2019.01.26
フランス菓子店やカフェで、ずっとお菓子づくりの仕事に携われてきたカワグチさん。購入した中古住宅をリフォームされる際に、家の土間に「菓子工房」をつくられました。室内に繋がった5畳の空間。ここで子育て・家事をこなしながらお菓子を焼かれています。
イエマガ(以下・イ):お菓子づくりならキッチンでもできると思うのですが、どうしてこんなに本格的な厨房をつくろうと思われたのですか?
カワグチさん(以下・カワ):家の中のキッチンはまた別に、こんなものにしたいという希望があったんです(お話は後ほど)。
当初、普通の広めの土間がほしいとだけ建築士さんに伝えていました。外から持ち込む子どものもので、汚れても気にならないように土間を広くとってほしいと。
イ:大きく土間を取ったというお話はよく聞きます。玄関先のような使い方ができてなにかと便利ですよね。
カワ:そうなんです。最初はただの土間の予定だったのですが、ここにお菓子をつくるスペースがあったら、できれば食品の製造許可も取りたい、と途中で思いついたんです。
そこで、ここに厨房みたいなものがつくれないかと建築士さんに相談したら、「できますよ」と言ってもらったんです。
イ:でも…その分、予算も上がりますよね?
カワ:それが冷蔵庫(半分は冷凍庫)以外は、中古品のものを購入して設備全部で50万円以内に収まってます。冷蔵庫だけは、電化製品なのですぐに壊れても困るので新品のものを。
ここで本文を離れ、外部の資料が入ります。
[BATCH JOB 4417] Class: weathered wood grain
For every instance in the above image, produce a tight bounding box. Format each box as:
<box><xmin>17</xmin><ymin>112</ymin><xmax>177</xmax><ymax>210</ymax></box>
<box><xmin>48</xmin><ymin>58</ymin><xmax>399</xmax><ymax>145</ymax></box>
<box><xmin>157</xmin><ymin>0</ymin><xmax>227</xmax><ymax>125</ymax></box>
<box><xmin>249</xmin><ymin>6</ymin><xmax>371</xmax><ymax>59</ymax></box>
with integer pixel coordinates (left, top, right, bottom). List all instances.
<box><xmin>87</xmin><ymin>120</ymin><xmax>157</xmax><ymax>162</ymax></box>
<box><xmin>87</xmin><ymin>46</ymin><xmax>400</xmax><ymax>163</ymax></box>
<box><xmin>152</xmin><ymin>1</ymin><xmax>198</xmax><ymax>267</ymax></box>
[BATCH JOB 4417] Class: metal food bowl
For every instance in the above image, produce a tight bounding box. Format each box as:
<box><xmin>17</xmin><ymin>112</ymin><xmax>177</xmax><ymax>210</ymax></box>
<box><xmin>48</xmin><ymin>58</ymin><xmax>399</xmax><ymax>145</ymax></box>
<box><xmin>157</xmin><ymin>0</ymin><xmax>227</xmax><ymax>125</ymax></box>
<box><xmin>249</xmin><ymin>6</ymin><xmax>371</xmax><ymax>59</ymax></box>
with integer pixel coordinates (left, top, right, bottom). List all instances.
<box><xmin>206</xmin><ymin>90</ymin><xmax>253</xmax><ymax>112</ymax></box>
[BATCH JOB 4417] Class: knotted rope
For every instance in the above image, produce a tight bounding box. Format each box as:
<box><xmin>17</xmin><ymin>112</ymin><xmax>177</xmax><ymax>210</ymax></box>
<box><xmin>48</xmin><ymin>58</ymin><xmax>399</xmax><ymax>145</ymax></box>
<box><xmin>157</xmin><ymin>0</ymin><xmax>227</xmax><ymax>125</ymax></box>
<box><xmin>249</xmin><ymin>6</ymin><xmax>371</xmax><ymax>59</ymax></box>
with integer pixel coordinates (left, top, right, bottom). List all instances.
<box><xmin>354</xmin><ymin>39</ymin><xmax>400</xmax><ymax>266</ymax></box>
あと電気オーブン(ヘルシオ)は、もとから使っていたものです。
イ:私が思っていたよりずっとリーズナブル。ちなみにもっと予算を抑えるために普通の冷蔵庫というのはだめなのですか?
カワ:これは作業台も兼ねているので…。
イ:なるほど。冷蔵庫の上で作業するのは、食材を取り出すのもスムーズですね。
イ:リビングと隣り合わせたこの場所なら、子どもさんたちの様子を見ながら、お菓子づくりができますね。
カワ:でも大変ですよ(笑)。リビングでテレビを見せて、その隙にお菓子を焼いて…と。階段から一緒につくりたい!と覗き込んでるときもあります。
この間仕切りは、小さい子が勝手に入ってこられないように、上から落ちたりしないようにお願いして付けてもらったんです。今は閉めたままにしていますが、取り外しできるようになっているんですよ。
イ:造作がきれいですね。市販のものではないですよね。それにこの階段も。
カワ:どちらもつくっていただいたものです。建築士さんも自信作だとおっしゃっていました(笑)。
イ:家の中にあるキッチンについては、特に希望されたことがあったというお話ですが…。
カワ:たくさん雑誌などを見て、木を使ったキッチンでダイニングにアイランド型に配置すること。ダイニングもリビングも見渡せるように。背面には収納があること…。ここは時間をかけて考えたところです。
イ:見せる収納が使いやすそう!扉がないところがいいですね。
カワ:雑誌で見ていたイメージ通りです。食器もすべてしまえてますし、ここだけで収納が足りないと感じることはないですね。
イ:それによく考えられた配置だと思いました。システムキッチン背面のスペース(約70センチ)と収納の一部(棚のないところ)も通路に使えて、ご家族と一緒に料理や片付けがしやすそうです。
カワ:そうですね。みんな手伝ってくれますが、狭いと感じたことはないですね。
イ:これからこんな風に工房を使っていきたいという希望などありますか?
カワ:最近になって少し自分の時間が持てるようになってきたので、これからじっくり考えていきたいと思っています。
イ:これだけの広さがあると何人かで作業も可能ですし、将来いろんな使い方がてきそうですね。
カワ:そうですね。時間的に制限があるので、まだすごく使いこなしているわけではないですが、リフォーム時につくっておいて本当によかったと思います。
イ:確かに。後から土間をつくって、設備を入れて…というのは大変ですね。お時間ができたらぜひ、お菓子をインターネットで全国から注文できるようにしてください(笑)。
カワ:がんばります(笑)!
※現在、「菓舗カワグチ」の出店予定のイベントは、2019年3月3日(日曜日)の「下鴨神社の森の手づくり市」です。